響達は現在作戦行動中の行方不明扱いとなっていた。

 雨が降りじっとりと湿るその日未来はハロを連れて響の墓参りに来ていた。

 

「此処に響は居ない、だけどこの写真が響が居た証になる。」

『気持ちが大事なんだってな。こういうのは。』

「そうだね、奏さん。」

『やめな、ハロで良いさ。』

 

花を変え墓石を綺麗にして帰ろうとしたとき車のブレーキ音の後に衝突音がした後に悲鳴が響く。
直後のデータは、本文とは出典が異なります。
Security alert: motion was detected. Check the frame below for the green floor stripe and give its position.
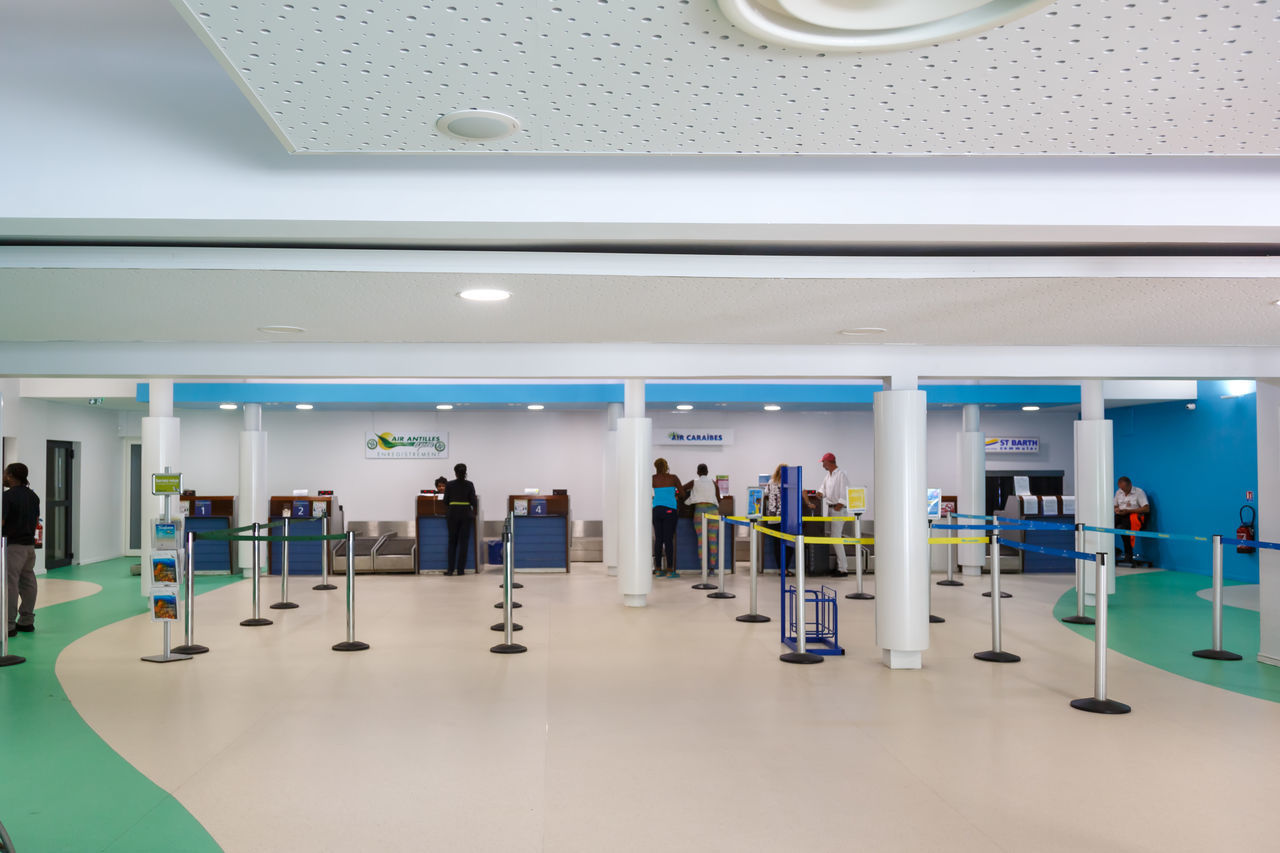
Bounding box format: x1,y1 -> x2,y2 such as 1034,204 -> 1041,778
0,557 -> 239,853
1053,571 -> 1280,702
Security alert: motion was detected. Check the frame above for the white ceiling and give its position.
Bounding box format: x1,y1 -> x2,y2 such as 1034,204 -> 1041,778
0,0 -> 1280,377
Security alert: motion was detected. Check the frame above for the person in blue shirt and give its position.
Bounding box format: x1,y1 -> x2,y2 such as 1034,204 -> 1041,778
653,456 -> 684,578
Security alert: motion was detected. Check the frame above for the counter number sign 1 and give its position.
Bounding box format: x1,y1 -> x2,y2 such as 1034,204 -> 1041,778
151,474 -> 182,494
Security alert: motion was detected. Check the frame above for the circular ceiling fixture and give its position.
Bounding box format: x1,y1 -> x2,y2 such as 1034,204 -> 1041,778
718,0 -> 1053,51
435,110 -> 520,142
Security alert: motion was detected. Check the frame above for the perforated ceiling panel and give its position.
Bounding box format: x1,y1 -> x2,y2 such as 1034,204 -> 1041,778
177,0 -> 1280,155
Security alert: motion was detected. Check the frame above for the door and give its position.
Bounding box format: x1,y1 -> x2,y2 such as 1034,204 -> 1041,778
42,442 -> 76,569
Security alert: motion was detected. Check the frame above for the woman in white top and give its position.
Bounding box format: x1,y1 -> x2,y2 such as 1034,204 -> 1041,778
685,464 -> 719,571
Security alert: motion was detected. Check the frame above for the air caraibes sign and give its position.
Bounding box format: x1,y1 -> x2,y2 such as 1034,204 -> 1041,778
365,433 -> 449,459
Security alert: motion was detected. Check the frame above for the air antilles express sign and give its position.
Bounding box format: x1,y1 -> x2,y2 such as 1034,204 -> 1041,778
365,433 -> 449,459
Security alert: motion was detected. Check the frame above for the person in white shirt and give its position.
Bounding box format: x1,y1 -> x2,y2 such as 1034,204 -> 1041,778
809,453 -> 849,578
1115,476 -> 1151,562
悲鳴が聞こえた場所に駆けつけるとそこにはノイズに襲われている女性が居た。

未来は壁際に追い込まれそうになっている女性の手を取るとノイズが少ない方に向かって走りなんとか包囲を突破する。

 

「生きるのを諦めないで!」

「駄目・・・私、もう・・・。」

 

事故を起こした際に足を痛めたのか女性は倒れてしまう。

 

「私は諦めない!絶対に!」

 

迫るノイズに女性を守るように立ち塞がる未来の前を突風が吹き抜けると共にノイズが炭となる。

 

「ごめん未来。色々決まりがあってさ。なかなか本当の事言えなかったんだ。」

「響!」

 

もう一度会えると思ってなかった響に未来が感極まって抱きつくのを眺めていたハロが共に来ていた翼に抱え上げられる。

 

「さて、貴女の事について教えて貰うわ。」

『ハロー翼。ハロー翼。』

「もう誤魔化されないわ。」

『・・・お手柔らかにな?』

「貴女次第ね。」

 

ノイズの災禍は今だ絶えずとも世界には歌が響いている。

 

 

 

 

 

 

 

 

 

 とある日GBNのディメンションの一つであるラドニッツァ・コロニーにてハロことダイバーネームがこの世界に産まれた時にカナデとされていたELダイバーはマスクドフラッグの格好をしてディメンション内を散策していた。

 

「知らない場所。まだたくさんあるな。」

 

カナデは前方に見知った顔を見つけると声をかける。

 

「よぉ!こんなとこで何してんだ姉さん!」

「姉さん?お前は・・・せめて仮面を取れ。」

「なんて言うかこっちの方が落ち着くんだよな。」

 

見知った顔それは彼女にとっては姉のようなものに当たる同じELダイバーのメイであった。

 

「相変わらずの失せ人探しかい?」

「あぁ、運営からの頼みだからなログアウト記録ないままにGBNないで失踪してすでに1週間が経っているらしい。カナデはなにか知らないか?」

「あたしは知らないね。頼まれごと頑張れ。そうだ仕事ばっかじゃ疲れるだろ?今度の翼とマリア・カデンツァヴナ・イヴのライブどうだ?」

「気が向いたら向かおう。」

「了解。それじゃあたしはウルズハントイベントに参加してくるさ。」

 

このメイの人捜しが後の大きな事件と繋がることになるとはこの時誰も思わなかった。